The Left Bank Spine Stiffener

A few months back, I bought some Dutch black licorice; it was called Dubbel Zout, which means “double salt.” Now, being a fan of both licorice and salt, this sounded delicious. But it wasn’t. It tasted like a licorice-flavored salt lick. It was a taste I had hoped never to experience again. Alas.
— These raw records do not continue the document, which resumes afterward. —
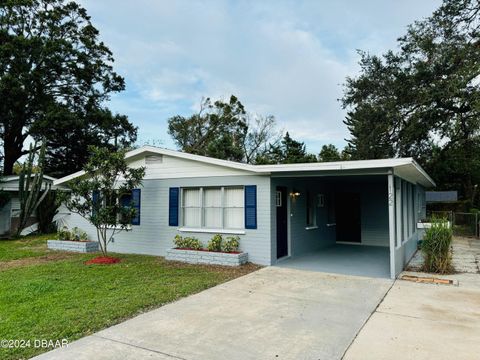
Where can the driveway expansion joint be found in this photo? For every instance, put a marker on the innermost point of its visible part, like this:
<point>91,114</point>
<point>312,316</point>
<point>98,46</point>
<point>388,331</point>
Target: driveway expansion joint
<point>139,347</point>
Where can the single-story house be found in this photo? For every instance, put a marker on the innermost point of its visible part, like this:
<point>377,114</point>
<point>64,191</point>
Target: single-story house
<point>9,213</point>
<point>366,211</point>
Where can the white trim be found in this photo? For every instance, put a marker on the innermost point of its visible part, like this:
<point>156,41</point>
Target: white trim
<point>212,231</point>
<point>338,166</point>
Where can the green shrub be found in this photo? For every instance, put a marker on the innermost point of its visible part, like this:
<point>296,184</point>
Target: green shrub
<point>178,241</point>
<point>187,243</point>
<point>193,243</point>
<point>231,244</point>
<point>436,246</point>
<point>75,234</point>
<point>215,244</point>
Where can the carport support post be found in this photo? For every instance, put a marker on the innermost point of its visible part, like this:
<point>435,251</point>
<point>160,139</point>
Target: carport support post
<point>391,222</point>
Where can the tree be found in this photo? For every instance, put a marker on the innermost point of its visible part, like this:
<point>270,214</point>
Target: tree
<point>55,76</point>
<point>103,196</point>
<point>31,188</point>
<point>217,130</point>
<point>289,151</point>
<point>424,99</point>
<point>46,212</point>
<point>329,153</point>
<point>261,133</point>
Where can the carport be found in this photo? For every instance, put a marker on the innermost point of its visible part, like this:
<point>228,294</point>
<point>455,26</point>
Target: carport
<point>371,261</point>
<point>336,224</point>
<point>354,218</point>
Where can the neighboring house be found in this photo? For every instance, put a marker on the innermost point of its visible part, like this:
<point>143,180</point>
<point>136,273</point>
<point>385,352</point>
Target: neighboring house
<point>278,211</point>
<point>9,214</point>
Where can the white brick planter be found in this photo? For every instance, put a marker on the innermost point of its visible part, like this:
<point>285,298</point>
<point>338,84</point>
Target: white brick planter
<point>75,246</point>
<point>206,257</point>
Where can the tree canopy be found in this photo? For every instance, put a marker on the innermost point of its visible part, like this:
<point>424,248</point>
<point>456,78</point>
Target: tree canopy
<point>288,151</point>
<point>224,130</point>
<point>422,100</point>
<point>104,195</point>
<point>55,77</point>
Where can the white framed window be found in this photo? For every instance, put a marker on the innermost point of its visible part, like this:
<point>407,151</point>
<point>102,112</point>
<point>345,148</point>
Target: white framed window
<point>213,207</point>
<point>191,207</point>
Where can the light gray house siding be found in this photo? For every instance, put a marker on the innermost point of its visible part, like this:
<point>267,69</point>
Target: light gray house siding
<point>154,236</point>
<point>405,240</point>
<point>391,203</point>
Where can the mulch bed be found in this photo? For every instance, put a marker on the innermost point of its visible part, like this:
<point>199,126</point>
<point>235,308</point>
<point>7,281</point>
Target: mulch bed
<point>104,260</point>
<point>206,250</point>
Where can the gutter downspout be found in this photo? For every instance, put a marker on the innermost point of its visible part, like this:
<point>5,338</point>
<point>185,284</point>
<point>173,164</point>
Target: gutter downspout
<point>391,222</point>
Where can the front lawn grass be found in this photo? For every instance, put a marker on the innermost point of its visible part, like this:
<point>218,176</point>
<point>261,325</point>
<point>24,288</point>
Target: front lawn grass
<point>66,299</point>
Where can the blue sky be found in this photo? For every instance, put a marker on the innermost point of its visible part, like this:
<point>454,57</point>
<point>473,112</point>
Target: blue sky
<point>284,58</point>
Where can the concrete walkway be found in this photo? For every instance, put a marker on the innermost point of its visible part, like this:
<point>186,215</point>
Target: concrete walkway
<point>274,313</point>
<point>424,321</point>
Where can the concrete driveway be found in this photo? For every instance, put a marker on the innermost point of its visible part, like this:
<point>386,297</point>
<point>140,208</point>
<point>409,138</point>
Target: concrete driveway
<point>424,321</point>
<point>274,313</point>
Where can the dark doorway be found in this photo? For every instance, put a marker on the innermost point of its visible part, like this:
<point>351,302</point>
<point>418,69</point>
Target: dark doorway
<point>282,222</point>
<point>347,217</point>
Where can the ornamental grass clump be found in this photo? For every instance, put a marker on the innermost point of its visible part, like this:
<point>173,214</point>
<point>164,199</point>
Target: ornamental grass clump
<point>436,247</point>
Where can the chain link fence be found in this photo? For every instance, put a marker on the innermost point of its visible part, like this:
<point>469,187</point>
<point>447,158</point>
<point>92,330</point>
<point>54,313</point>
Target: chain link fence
<point>464,224</point>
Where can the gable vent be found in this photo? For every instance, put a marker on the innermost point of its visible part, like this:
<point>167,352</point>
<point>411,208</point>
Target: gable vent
<point>153,159</point>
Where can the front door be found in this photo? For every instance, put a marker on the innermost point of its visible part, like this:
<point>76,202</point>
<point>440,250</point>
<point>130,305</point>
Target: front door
<point>347,217</point>
<point>282,222</point>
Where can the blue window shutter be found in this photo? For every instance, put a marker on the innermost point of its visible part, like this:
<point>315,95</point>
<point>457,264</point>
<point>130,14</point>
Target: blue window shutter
<point>136,196</point>
<point>95,200</point>
<point>250,207</point>
<point>174,197</point>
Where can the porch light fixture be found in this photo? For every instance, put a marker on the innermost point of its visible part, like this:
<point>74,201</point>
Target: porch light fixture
<point>294,194</point>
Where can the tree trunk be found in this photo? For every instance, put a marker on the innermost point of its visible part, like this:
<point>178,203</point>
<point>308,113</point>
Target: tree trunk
<point>12,151</point>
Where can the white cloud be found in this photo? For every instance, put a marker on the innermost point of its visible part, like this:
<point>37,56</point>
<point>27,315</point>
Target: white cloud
<point>286,58</point>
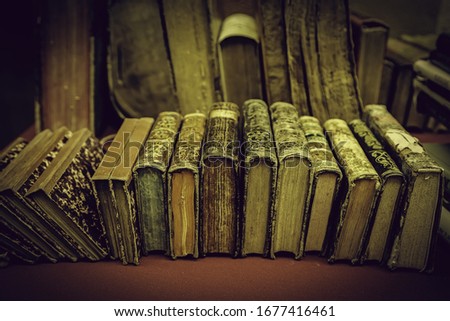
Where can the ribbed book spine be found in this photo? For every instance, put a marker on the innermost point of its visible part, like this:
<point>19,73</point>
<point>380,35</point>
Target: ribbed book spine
<point>184,187</point>
<point>220,215</point>
<point>260,173</point>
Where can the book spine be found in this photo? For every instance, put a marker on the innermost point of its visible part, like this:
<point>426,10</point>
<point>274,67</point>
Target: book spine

This drink comes from Charles Baker’s entertaining 1939 drinking guide, The Gentlemen’s Companion. It was something he had very early one morning while in Paris, presumably after a night without sleep. Maybe it would be better under those circumstances, but even if I should find myself in Paris early one morning after a night of debauchery, I will not revisit this thing.

The Recipe:

2 jiggers (3 oz.) of Italian vermouth (Carpano Antica)

1 jigger of absinthe

Shake with ice, and strain into a whiskey or highball glass. Add a bit of fresh ice and a splash of soda.

Left Bank Spine Stiffener

There’s enough absinthe in here to get a bit of the louche effect, which, when combined with the vermouth, has the unfortunate result of turning this thing a sort of baby-poop brown. The flavor is primarily anise, and while the bitter elements of both the vermouth and the absinthe are well tamped down, they are replaced with an uncharacteristic saltiness. Now, if you’ve had some of that Dubbel Zout licorice and liked it, this is the drink for you. Otherwise, I’d avoid it. It’s not undrinkable, and it does at least pack a nice punch, but, you know, you could say the same things about straight gin, and that’s not especially enjoyable either. Two livers.